Ward 6 Alderman Roy A. Perkins said someone needed to fight for God against Starkville’s “whiskey bill.”
He lost, but he fought for nearly a half-hour as he made an impassioned plea to his colleagues to vote against an ordinance that expanded hours businesses can serve alcohol and reduced the minimum distance such businesses can be from a church, school or funeral home.
“Here we are, wanting to bring this alcohol, whiskey, beer and wine within 100 feet of God’s house,” he said. “That’s too close. When people get ready to enter the front door, the side door, the rear door, they can just smell all this whiskey aroma just flowing like a mighty stream, getting all up in your nose trying to go in God’s house. Just all in your nose, in your hair — just everywhere.”
Aldermen approved the ordinance on a 4-3 vote, with Perkins, Ward 1 Alderman Ben Carver and Ward 7 Alderman Henry Vaughn opposing it. Ward 2 Alderman Sandra Sistrunk, Ward 3 Alderman David Little, Ward 4 Alderman Jason Walker and Ward 5 Alderman Patrick Miller voted in favor of the ordinance change.
The board approved an amended version of the ordinance. Walker, before the vote, proposed a compromise to the original ordinance, which would have allowed the sale of alcohol until 1 a.m. every day, to a version that maintains the midnight time limit on Monday through Wednesday.
Businesses can sell alcohol until 1 a.m. Thursday to Saturday, and until midnight — rather than 10 p.m. — on sales that begin on Sunday.
The ordinance change also reduces the minimum distance for businesses that serve alcohol from 250 feet to 100 feet from churches, schools and funeral homes. It also allows businesses to serve beer with up to 8 percent alcohol content.
All of the changes match Mississippi statutory limits.
Mayor Lynn Spruill, who supported the measure, said she believed the change was important to allow Starkville’s business community, especially downtown, to continue to flourish.
“The 250 feet is important to our downtown,” she said. “… Downtown is our heartbeat. If our heart does not beat and does not have places and things for people to do in the evening, past the time of 5 o’clock, then we are not going to have a heartbeat.”
The vote was a defeat for Perkins, who spent much of his time alternatively scolding the board about moving alcohol sales closer to churches and proselytizing about his personal faith. Perkins railed against turning Starkville into “Bourbon Street,” and argued “God is not pleased” with the ordinance.
Still, he acknowledged before the vote the bill was likely to pass, but argued he’d ultimately be victorious because of his faith.
“The votes may be here,” Perkins said. “The victory may be tonight. But my victory will be on the day of judgment, when my Savior says ‘Servant, you have given the best service, and you have done a great job.'”
Walker said he was pleased to see the ordinance change.
“I think it’s going to give the city more flexibility, and it’s going to increase the revenue,” Walker said. “There’s no question it has the potential to increase sales tax long term, which I think is the number one issue.”
He said he felt the Sunday night hour change was important, because people go out to watch sporting events that can last longer than the previous 10 p.m. serving limit allowed. Extending hours to midnight Monday will allow dollars that might go elsewhere to stay in Starkville, he said.

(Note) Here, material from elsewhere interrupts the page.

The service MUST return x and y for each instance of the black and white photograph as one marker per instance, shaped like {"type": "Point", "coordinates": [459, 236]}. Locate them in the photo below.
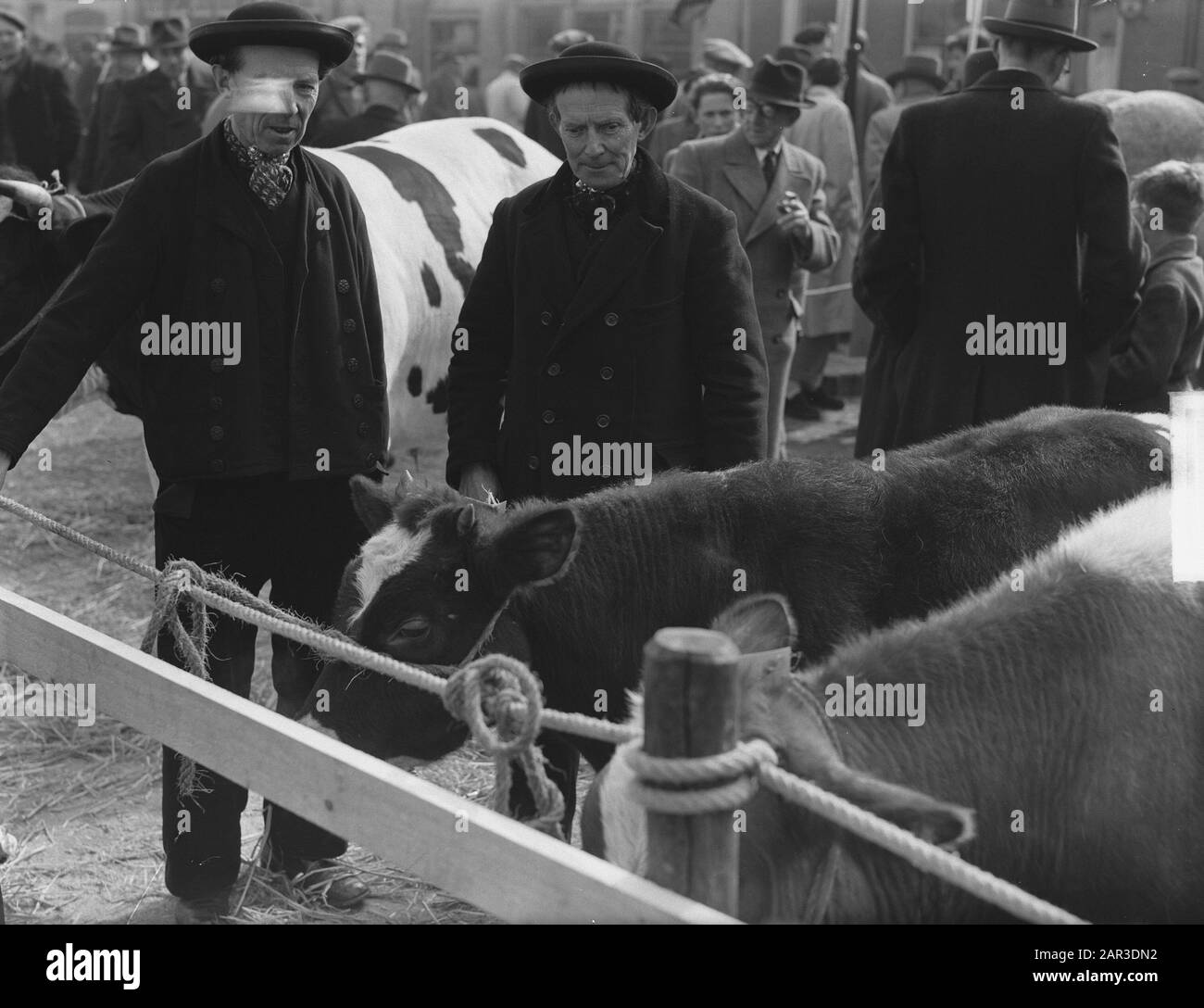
{"type": "Point", "coordinates": [602, 461]}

Audible gasps filled the packed municipal courtroom as Dorothy Isaac pulled out an unopened Corona beer bottle and set it on the table next to her. A few minutes later, laughs rippled through the room as Police Chief Frank Nichols retrieved the beer and took it to his seat at the side of the room, where it remained for the rest of the evening.
Isaac, who opposed the alcohol ordinance changes and spoke to aldermen about a range of issues before a scheduled public hearing on the matter, pulled the beer out as she spoke.

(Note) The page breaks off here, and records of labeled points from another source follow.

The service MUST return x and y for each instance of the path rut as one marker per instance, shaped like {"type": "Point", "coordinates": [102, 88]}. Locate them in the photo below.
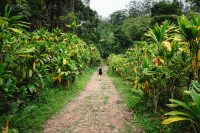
{"type": "Point", "coordinates": [98, 109]}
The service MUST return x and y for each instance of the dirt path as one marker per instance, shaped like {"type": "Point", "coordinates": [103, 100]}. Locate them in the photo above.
{"type": "Point", "coordinates": [98, 109]}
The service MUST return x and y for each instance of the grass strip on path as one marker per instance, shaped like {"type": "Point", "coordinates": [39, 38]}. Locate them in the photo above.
{"type": "Point", "coordinates": [148, 121]}
{"type": "Point", "coordinates": [34, 116]}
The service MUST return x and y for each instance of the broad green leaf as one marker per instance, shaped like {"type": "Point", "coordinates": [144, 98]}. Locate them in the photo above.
{"type": "Point", "coordinates": [30, 73]}
{"type": "Point", "coordinates": [15, 30]}
{"type": "Point", "coordinates": [180, 103]}
{"type": "Point", "coordinates": [174, 119]}
{"type": "Point", "coordinates": [175, 113]}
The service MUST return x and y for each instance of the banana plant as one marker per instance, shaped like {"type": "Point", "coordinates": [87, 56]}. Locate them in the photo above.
{"type": "Point", "coordinates": [161, 36]}
{"type": "Point", "coordinates": [10, 24]}
{"type": "Point", "coordinates": [73, 26]}
{"type": "Point", "coordinates": [186, 110]}
{"type": "Point", "coordinates": [190, 30]}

“I don’t know how it might have gotten out, but I want each one of y’all to take a sip out of it,” Isaac said. “Take a sip, if this is what we want lifting our city. Take a sip. I just want you to know. And when you vote, I’m still gonna say it’s wrong.”
Later on, others voiced their views on the alcohol ordinance. Some, such as attorney Julie Brown who has a law office downtown, favored the changes. She said former Old Venice, a former Italian restaurant where Moe’s currently is on Main Street, served alcohol and helped spark a revitalization of the downtown area.
“The churches are wonderful in the community and we have a lot of churches downtown and in the Russell Street Corridor,” Brown said. “But a lot of them are in retail spots and almost in residences, and they are used once on Wednesday and a little bit on Sunday. The rest of the time there’s just clerical people there. To prohibit this giant distance around such establishments every day of the week, 365 days a year seems very unfair and (like) the tail wagging the dog a little bit.”
Others, such as Starkville native Roy Anne Bell, spoke against the changes.
“We want our community to be blessed and to prosper, but here we sit, considering dishonoring God by allowing drinking establishments to be established within 100 feet of those places we worship in. We’re better than that,” she said. “I’m a proud Starkvillian, and I know that we are better than that.”
Alex Holloway was formerly a reporter with The Dispatch.